Tout cela apparaît comme contradictoire à priori, mais fait totalement sens quand on comprend la nature de classe et le rôle historique du Front National de Marine Le Pen. Le but du fascisme est de mobiliser les masses populaires derrière les intérêts stratégiques (et de plus en plus guerriers) de l'impérialisme français. Pour cela, le nationalisme est un outil pour mobiliser. Il s'agit pour les fascistes de faire croire que « le choix de la nation » est un choix social et populaire. 

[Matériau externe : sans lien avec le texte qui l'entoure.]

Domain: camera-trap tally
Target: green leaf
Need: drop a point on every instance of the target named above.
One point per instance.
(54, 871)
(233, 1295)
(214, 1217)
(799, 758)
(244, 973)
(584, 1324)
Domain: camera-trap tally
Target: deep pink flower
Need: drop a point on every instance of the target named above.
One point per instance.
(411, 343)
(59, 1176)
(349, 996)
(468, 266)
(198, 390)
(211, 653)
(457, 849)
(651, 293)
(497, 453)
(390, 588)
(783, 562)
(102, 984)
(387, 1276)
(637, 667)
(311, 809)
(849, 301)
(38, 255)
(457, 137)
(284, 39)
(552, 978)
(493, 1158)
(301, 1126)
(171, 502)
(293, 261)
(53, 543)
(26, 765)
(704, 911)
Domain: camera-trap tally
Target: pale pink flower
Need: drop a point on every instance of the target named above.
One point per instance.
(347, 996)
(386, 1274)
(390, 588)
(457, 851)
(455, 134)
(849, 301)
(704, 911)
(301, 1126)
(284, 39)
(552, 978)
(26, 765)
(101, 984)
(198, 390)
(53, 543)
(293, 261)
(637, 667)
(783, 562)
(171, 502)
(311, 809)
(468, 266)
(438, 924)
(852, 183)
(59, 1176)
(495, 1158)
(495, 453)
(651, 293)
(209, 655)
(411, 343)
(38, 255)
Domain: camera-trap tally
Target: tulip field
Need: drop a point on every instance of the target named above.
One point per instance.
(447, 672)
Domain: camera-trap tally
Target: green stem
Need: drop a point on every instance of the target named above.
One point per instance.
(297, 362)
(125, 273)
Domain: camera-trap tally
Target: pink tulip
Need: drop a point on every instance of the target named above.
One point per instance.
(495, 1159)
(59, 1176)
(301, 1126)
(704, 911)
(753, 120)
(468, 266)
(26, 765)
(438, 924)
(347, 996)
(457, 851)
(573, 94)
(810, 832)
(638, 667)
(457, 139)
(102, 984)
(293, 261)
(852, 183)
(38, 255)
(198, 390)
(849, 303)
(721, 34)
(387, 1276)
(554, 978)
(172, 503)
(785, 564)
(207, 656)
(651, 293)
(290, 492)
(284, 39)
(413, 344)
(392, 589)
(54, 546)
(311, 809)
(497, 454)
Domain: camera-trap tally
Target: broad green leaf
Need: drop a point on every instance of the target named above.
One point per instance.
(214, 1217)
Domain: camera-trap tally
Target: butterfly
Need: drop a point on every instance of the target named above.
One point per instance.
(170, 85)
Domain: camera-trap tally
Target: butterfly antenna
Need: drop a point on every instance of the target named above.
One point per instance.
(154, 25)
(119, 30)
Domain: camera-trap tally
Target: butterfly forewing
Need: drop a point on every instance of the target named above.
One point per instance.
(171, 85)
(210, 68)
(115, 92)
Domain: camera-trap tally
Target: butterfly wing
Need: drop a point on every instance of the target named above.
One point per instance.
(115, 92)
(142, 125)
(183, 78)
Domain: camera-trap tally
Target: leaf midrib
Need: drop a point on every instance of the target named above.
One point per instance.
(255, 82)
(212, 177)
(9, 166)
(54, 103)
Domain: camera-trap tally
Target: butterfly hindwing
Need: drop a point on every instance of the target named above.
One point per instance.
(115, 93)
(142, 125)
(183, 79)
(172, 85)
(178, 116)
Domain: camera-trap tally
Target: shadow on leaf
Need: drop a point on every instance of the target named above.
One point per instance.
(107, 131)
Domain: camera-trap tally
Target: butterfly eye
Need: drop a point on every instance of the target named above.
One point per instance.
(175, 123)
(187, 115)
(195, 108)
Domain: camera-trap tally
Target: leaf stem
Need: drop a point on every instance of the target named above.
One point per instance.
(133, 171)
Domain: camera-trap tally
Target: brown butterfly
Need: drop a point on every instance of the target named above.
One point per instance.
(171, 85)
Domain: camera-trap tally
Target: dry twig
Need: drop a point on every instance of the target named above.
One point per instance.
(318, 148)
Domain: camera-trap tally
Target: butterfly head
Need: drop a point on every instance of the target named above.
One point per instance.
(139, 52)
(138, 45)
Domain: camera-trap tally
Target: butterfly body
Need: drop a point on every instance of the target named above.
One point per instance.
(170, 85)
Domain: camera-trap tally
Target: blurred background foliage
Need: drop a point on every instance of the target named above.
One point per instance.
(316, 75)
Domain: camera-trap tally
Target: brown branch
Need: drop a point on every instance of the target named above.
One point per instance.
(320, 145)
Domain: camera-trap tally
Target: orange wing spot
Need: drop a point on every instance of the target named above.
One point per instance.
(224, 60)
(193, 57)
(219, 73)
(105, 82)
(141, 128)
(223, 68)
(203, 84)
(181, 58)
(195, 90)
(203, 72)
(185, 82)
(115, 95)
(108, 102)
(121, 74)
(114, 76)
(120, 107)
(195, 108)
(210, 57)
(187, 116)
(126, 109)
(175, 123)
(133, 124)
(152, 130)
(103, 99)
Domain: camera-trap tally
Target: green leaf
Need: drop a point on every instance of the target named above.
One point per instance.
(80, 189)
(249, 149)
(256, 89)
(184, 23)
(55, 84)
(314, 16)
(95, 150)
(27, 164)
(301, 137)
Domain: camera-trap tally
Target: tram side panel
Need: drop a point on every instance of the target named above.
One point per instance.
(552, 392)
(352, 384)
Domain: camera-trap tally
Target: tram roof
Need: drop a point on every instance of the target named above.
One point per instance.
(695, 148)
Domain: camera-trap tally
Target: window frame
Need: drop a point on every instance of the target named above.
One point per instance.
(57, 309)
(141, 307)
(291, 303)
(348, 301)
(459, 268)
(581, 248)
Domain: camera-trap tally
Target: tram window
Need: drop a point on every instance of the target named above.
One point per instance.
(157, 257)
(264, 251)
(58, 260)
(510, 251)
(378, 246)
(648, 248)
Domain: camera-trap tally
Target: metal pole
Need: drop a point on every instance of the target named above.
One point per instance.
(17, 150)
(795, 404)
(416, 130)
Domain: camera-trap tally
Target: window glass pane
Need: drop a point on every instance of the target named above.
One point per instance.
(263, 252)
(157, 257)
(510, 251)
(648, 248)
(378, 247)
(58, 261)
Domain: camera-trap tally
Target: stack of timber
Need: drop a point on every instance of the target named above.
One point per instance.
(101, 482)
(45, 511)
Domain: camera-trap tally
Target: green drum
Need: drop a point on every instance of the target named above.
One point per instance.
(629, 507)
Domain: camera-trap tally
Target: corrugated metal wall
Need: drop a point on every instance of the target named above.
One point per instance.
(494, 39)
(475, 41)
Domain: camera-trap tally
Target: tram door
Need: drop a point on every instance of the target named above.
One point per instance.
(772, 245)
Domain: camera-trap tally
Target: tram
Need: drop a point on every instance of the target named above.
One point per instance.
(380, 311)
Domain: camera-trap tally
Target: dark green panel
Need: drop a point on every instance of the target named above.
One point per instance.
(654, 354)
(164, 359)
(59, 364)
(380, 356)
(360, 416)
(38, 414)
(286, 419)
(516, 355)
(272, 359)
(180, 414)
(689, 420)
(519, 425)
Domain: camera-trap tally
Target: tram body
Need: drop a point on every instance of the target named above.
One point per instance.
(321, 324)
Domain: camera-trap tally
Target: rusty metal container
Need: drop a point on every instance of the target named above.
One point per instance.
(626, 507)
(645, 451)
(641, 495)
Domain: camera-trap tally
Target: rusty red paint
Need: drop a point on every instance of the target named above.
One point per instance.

Toute l’ambiguïté du fascisme, c'est de se faire passer pour un mouvement socialiste tout en luttant à mort contre la dictature du prolétariat, le seul véritable chemin vers le socialisme authentique. Le fascisme use donc largement de démagogie et fait preuve de populisme, n'hésitant pas à se contredire. 

Le nationalisme en lui-même n'est d’ailleurs qu'un artifice mobilisateur, les valeurs positives portées dans la culture française n'étant jamais reconnues par les fascistes qui rejettent systématiquement le métissage et l'universalisme. Marine Le Pen elle-même n'hésitant pas à insulter le patrimoine culturel de la France.